Claire L. Evans is the author of Broad Band: The Untold Story of the Women Who Made the Internet.
The longest cave in the world is in central Kentucky. Its limestone passages stretch 400 miles beneath the earth in twisting patterns as intricate as the roots of the ancient hickory forests above. Within, cavers skirt bottomless pits, pass fountains of orange stone, and discover deep, icy subterranean rivers. Between the sunlit world and the depths below, white mist swirls at ankle height, like the breath of ghosts.
Kentuckians have fought bitterly to control access to the secrets of Mammoth Cave. In the early 20th century, hardscrabble locals conned tourists into the sinkholes on their land, spurring “cave wars” that ceased only when the National Parks Department took control, evicting landowners and installing staircases, subterranean toilets, and even a grand dining room 267 feet below ground, its ceiling encrusted with snowballs of gypsum crystal. Serious cavers now enter Mammoth’s wild entrances through locked grates, using keys granted by the Parks Department. They bring with them small carbide headlamps to keep warm and light the darkness.

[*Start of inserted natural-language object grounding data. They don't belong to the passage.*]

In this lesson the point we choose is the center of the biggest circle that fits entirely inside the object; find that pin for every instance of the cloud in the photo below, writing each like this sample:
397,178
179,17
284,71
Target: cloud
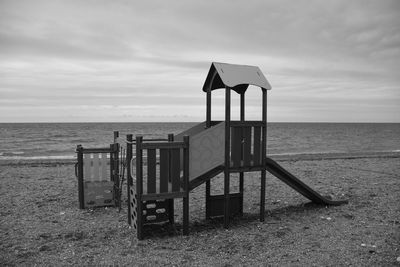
65,55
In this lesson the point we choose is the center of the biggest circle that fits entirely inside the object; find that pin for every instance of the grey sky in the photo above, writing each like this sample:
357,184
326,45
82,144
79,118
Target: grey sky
147,60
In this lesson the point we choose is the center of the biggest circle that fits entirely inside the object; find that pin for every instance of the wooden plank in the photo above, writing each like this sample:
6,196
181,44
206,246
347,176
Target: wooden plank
163,195
175,170
246,123
236,145
87,167
104,173
151,171
96,167
257,146
164,170
246,146
96,150
163,145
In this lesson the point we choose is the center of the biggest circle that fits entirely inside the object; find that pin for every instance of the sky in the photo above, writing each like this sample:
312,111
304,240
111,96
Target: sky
130,61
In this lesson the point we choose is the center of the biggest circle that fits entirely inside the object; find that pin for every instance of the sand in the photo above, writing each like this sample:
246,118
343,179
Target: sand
41,223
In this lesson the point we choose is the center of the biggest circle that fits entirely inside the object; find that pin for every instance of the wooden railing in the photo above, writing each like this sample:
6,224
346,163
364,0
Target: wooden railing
246,143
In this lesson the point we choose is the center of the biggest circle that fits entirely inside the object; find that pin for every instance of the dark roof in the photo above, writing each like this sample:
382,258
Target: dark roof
237,77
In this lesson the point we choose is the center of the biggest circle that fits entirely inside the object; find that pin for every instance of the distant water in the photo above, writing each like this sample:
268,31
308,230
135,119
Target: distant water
21,141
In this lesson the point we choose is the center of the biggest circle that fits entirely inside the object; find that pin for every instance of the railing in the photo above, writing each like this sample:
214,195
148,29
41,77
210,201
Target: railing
163,177
246,143
98,176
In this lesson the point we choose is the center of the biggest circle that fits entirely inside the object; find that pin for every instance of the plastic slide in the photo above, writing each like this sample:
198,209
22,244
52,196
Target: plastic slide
275,169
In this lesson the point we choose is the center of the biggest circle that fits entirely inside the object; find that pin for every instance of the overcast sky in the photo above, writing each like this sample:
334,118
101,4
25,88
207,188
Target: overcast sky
327,61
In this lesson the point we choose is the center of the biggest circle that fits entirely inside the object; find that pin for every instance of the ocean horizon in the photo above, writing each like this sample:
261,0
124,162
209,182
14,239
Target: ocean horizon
49,140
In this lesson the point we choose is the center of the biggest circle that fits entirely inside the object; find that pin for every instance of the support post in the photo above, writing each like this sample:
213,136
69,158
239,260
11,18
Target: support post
139,178
241,174
114,166
186,186
208,194
227,155
170,201
208,107
129,174
81,195
263,154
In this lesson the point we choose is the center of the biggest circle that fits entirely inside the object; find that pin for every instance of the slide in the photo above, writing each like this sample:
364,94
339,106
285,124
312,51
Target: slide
275,169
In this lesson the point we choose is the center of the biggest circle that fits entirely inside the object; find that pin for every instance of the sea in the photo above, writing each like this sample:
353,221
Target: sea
41,141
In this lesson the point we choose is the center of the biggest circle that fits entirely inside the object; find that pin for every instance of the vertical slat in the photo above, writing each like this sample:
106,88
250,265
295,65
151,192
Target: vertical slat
139,185
96,166
257,145
185,186
151,171
87,165
80,177
246,146
164,170
104,167
175,170
129,151
227,154
236,144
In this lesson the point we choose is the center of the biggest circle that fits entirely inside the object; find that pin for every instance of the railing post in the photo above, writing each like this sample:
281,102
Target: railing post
81,196
129,174
227,155
139,184
114,166
170,201
263,154
186,186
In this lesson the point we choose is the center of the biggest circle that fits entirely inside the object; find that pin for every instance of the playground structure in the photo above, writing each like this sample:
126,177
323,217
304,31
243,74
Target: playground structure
167,169
97,171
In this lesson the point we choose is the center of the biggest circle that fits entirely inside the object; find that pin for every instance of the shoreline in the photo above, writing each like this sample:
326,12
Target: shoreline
278,157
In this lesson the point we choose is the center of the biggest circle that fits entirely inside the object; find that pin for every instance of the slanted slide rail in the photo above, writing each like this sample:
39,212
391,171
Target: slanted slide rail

The earliest people to map Mammoth were enslaved, installed underground by landowners to lead tours. The ﬁrst of these guides, Stephen Bishop, named its features — the River Styx, the Snowball Room, Little Bat Avenue — and discovered the eyeless white ﬁsh that swim in its deepest waters. When Bishop was sold, along with the caves, to a Louisville doctor, he was ordered to draw a map from memory. As cave maps do, his drawing looked like “a bowl of spaghetti dumped on the ﬂoor,” but it detailed the nearly 10 miles of passages that Bishop had discovered and remained the most thorough map of Mammoth’s reaches for more than 50 years. One nameless noodle, a passage forking off the subterranean Echo River, became important a century after Bishop was buried near the cave’s main entrance, his grave marked by only a cedar tree.